Media as target: On ED searches at News Click office

There must be no room for suspicion that agencies are being used for curbing dissent

Ordinarily, searches and seizures are the legitimate starting point of an investigation, done on the basis of prior information. But the ED’s raids in the office of independent digital news platform NewsClick, and in the residence of its promoter and editor-in-chief, have invited justified condemnation from organisations representing the media. There is every likelihood that this operation is linked to the platform’s in-depth coverage of ongoing protests as well as the various struggles of the people and the grassroot organisations that represent them. Ostensibly arising from an FIR registered by the Delhi police some months ago, the ED is said to be investigating alleged money-laundering to the tune of ₹30 crore. Not much is known about the nature of the police case, but the agency is empowered by the Prevention of Money-Laundering Act to investigate if the proceeds of crime related to a ‘predicate offence’ have been laundered. Whether such a primary offence has been established or not, and if so, whether NewsClick is in any way linked to it, is unclear.

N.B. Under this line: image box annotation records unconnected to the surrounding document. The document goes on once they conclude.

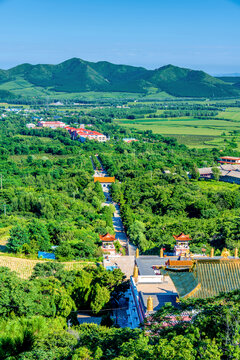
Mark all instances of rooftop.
[136,255,178,275]
[173,233,192,241]
[163,257,240,298]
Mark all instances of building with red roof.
[173,233,192,256]
[218,156,240,165]
[99,233,116,255]
[38,120,66,129]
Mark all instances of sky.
[0,0,240,75]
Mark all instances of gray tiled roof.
[136,255,178,275]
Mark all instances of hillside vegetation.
[0,58,240,98]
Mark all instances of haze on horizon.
[0,0,240,74]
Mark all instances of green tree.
[8,225,30,252]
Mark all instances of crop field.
[0,254,95,279]
[115,107,240,149]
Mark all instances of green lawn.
[115,108,240,150]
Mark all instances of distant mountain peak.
[0,57,240,98]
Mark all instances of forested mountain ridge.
[0,58,240,98]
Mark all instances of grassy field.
[116,103,240,149]
[0,254,95,279]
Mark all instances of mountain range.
[0,58,240,98]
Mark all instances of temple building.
[99,233,116,255]
[165,249,240,299]
[173,233,192,256]
[127,246,240,328]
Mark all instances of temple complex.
[99,233,116,255]
[127,243,240,328]
[173,233,192,256]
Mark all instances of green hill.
[0,58,240,98]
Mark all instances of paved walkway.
[92,157,136,256]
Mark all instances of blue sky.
[0,0,240,74]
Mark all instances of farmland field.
[115,107,240,148]
[0,254,95,279]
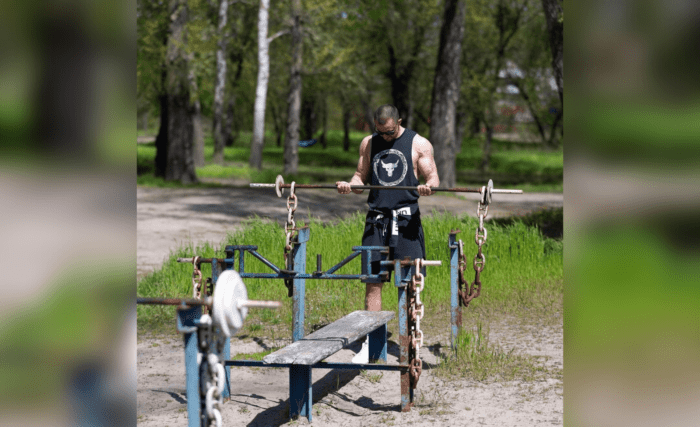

However, in the light of the manner in which the central agency is wont to enter the scene to investigate both real and imaginary allegations against anyone vocally critical of the government, it is difficult to brush aside the suspicion that the website is being targeted for its coverage of the farmers’ agitation as well as last year’s country-wide protests against the Citizenship (Amendment) Act.

The present regime’s record is quite dismal when it comes to the obvious use of central agencies such as the CBI, ED, IT and even the NIA, to rein in dissenting voices. It is unfortunate that specialised agencies are allowing themselves to be used as force multipliers in political battles against sections of the Opposition. Amidst claims that there are varying kinds of conspiracies against the government and India, it is no surprise that relentless journalistic focus on protests, which are basically steps taken in pursuit of redress for public grievances, is inviting repressive action. Laws that are serious in nature and ought not to be invoked lightly are being used with abandon against those seen to have invited the establishment’s wrath. This may explain the frequency with which the offence of sedition is being invoked for speeches and writings, while allegations of anti-national activity peddled by those groomed to build such narratives lead to action under the Unlawful Activities (Prevention) Act. In other instances, cases of promoting social enmity or outraging religious sentiments are also slapped selectively to ‘discipline’ comedians and script-writers. The Supreme Court’s intervention has protected prominent journalists from arrest for defamation for tweets that turned out to be incorrect. It no more behoves a responsible and responsive government to dismiss criticism of its treatment of dissenters, including journalists who do not agree with it, as motivated or inspired by foreign elements.